BABYLON, N.Y. — The mother of a missing Maine woman last seen working as an escort in New York submitted a DNA sample Wednesday to authorities trying to determine the identities of four women whose bodies were found dumped on a deserted beach highway on Long Island.
Meanwhile, the FBI offered its assistance with the investigation by Suffolk County authorities, who suspect they may be dealing with a serial killer.
Authorities obtained the DNA sample from Lorraine Ela and will ship it to New York in an effort to determine whether one of the bodies found is that of the woman's daughter, said Robert Moulton, chief of the Scarborough, Maine, Police Department.
Megan Waterman, who advertised her escort services on the online classifieds site Craigslist, was last seen in June at a Hauppauge, N.Y., hotel where she went with her boyfriend. The hotel is about 15 miles from where the bodies were found this week.
"There's definitely a possibility, but we're on hold at this point," Moulton said of the suspicion that one of the victims is Waterman.
Investigators are looking into the disappearance of both Waterman and a 24-year-old Jersey City, N.J., woman who was last seen on May 1. Shannon Gilbert was working as a prostitute, authorities said, when she disappeared not far from where the bodies were found.
Suffolk County police discovered the first body on Saturday and the other three on Monday while following up on a missing-persons report for Gilbert. A Long Island resident recalled seeing the woman believed to be Gilbert briefly at his door around 4:45 a.m. May 1.
"I heard screaming at my front door," said Gustav Coletti, who lives in Ocean Beach, about three miles from where the bodies were found.
"She was saying, `I need help, I need help, they're after me,'" Coletti told The Associated Press in a telephone interview. He told the woman he was calling the police, but she immediately turned around and fled, he said.
A few moments later, a man in a sport-utility vehicle drove past the house and told Coletti he was looking for the woman. Coletti said the driver told him they had been at a party and the woman had become upset.
"He took off after and I waited for the police," he said. That was the last he saw of either the driver or woman, said Coletti, who could not offer details on the SUV or the man.
Juan Cosme, who lived across the hall from Gilbert and her boyfriend in Jersey City, said he often heard the couple fighting loudly through a shared wall.
"They were always arguing, like curdling screams sometimes," Cosme said. "I called the police a few times when they went at it at three in the morning and there was like a loud banging on the walls; I don't know if the police ever came."

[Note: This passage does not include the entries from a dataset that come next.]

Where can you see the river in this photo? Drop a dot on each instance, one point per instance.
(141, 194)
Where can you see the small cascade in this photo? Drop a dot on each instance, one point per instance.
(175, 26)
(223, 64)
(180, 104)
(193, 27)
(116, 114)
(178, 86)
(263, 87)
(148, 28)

Cosme said that when he saw Gilbert alone she rarely made eye contact and would only occasionally mumble "hello."
The four bodies were systematically dumped, perhaps over a period of 18 months or longer, along a desolate, windy stretch of highway east of Jones Beach State Park on Long Island's south shore, police said. Because the bodies were each just off the highway and within a quarter-mile of each other, police suspect the deaths are connected.
"We're looking at that – that we could have a serial killer," Dormer told reporters Tuesday. "I don't think it's a coincidence that four bodies ended up in this area."
Family members became worried about Waterman after not hearing from her during a trip to New York in early June, her mother told the AP. Waterman always called three times a day to speak to her 4-year-old daughter, Liliana, but the last call came on the night of June 5, she said.
When police searched the hotel room they found Waterman's clothing, makeup, cell phone and other belongings, Ela said.
Liliana is now staying with Ela's mother in the Portland area.
Police did not search along the Long Island highway, about 45 miles east of Manhattan, on Wednesday, but a spokeswoman said it was likely investigators would return there in the coming days.
Detectives believe the four were killed elsewhere and then taken to the site, a narrow strip of land that divides the Great South Bay from the Atlantic Ocean. The four-lane parkway runs through the middle, connecting Jones Beach State Park with several state- and town-run beaches to its east.